Drużyna prowadzona przez Jacka Płachtę odrobiła tym samym trzy punkty do lidera grupy słabszej. W tej chwili strata katowiczan do biało-niebieskich wynosi osiem „oczek”.
– Bardzo cieszymy się z tej wygranej. Dawno nie zagraliśmy tak dobrego meczu. W końcu nasza praca zaowocowała i trzy punkty na wyjeździe są powodem do zadowolenia. Unia nie leżała nam przez cały sezon, ale pokazaliśmy, że można z nimi wygrać. To w sumie nasze drugie zwycięstwo nad nimi, ale pierwszy raz w regulaminowym czasie gry, co nas bardzo cieszy – mówił Marek Strzyżowski, napastnik „GieKSy”.
Katowiczanie po pierwszej tercji wygrywali 1:0 po trafieniu Doriana Pecy.

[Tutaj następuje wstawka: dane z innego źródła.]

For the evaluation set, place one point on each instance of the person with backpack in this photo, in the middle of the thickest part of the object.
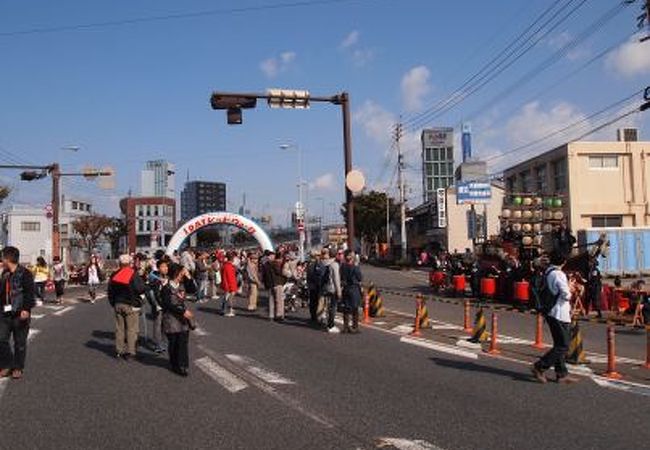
(555, 304)
(315, 271)
(331, 287)
(125, 289)
(351, 280)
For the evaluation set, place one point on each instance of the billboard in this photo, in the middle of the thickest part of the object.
(473, 192)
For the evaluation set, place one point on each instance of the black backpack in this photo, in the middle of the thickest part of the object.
(545, 300)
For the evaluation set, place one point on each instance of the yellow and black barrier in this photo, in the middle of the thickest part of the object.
(576, 353)
(479, 333)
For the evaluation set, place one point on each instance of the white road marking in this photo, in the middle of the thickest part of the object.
(402, 329)
(258, 370)
(231, 382)
(406, 444)
(32, 334)
(54, 307)
(271, 391)
(439, 347)
(622, 385)
(201, 332)
(64, 310)
(3, 385)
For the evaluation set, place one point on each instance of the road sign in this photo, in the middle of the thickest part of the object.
(473, 192)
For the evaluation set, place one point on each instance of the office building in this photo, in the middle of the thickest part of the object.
(437, 161)
(150, 222)
(603, 184)
(158, 179)
(200, 197)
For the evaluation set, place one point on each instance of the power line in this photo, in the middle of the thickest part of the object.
(577, 123)
(177, 16)
(521, 45)
(555, 57)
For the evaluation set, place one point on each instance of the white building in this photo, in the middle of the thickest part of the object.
(158, 179)
(29, 229)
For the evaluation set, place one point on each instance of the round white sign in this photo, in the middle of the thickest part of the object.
(355, 181)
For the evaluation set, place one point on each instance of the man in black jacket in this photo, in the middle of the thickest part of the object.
(125, 289)
(17, 299)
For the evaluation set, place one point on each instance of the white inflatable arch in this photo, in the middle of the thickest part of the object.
(219, 218)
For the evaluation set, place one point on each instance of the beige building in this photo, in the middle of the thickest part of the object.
(605, 184)
(426, 231)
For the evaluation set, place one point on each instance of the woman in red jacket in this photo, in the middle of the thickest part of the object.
(228, 285)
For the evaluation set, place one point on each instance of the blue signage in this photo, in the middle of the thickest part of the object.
(473, 192)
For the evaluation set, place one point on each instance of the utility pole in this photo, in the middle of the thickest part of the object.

Ale początek w drugiej tercji nie był w ich wykonaniu najlepszy. Dali się zdominować i w 29. minucie, w odstępie zaledwie 15 sekund, Władysław Grajewski musiał dwukrotnie wyciągnąć gumę z siatki.
– W drugiej tercji straciliśmy szybko dwie bramki, jedną po drugiej. Po pierwszej tej straconej zmiana była bardzo zła, ale podnieśliśmy się, doprowadzając do remisu, a następnie wyszliśmy na prowadzenie w trzeciej tercji i pokazaliśmy, że umiemy grać dobry hokej – wyjaśnił „Fryzjer”
Hokeiści ze stolicy województwa śląskiego mają teraz tydzień przerwy. Kolejny mecz rozegrają dopiero 22 stycznia, kiedy to podejmą na własnym lodzie Nestę Mires Toruń.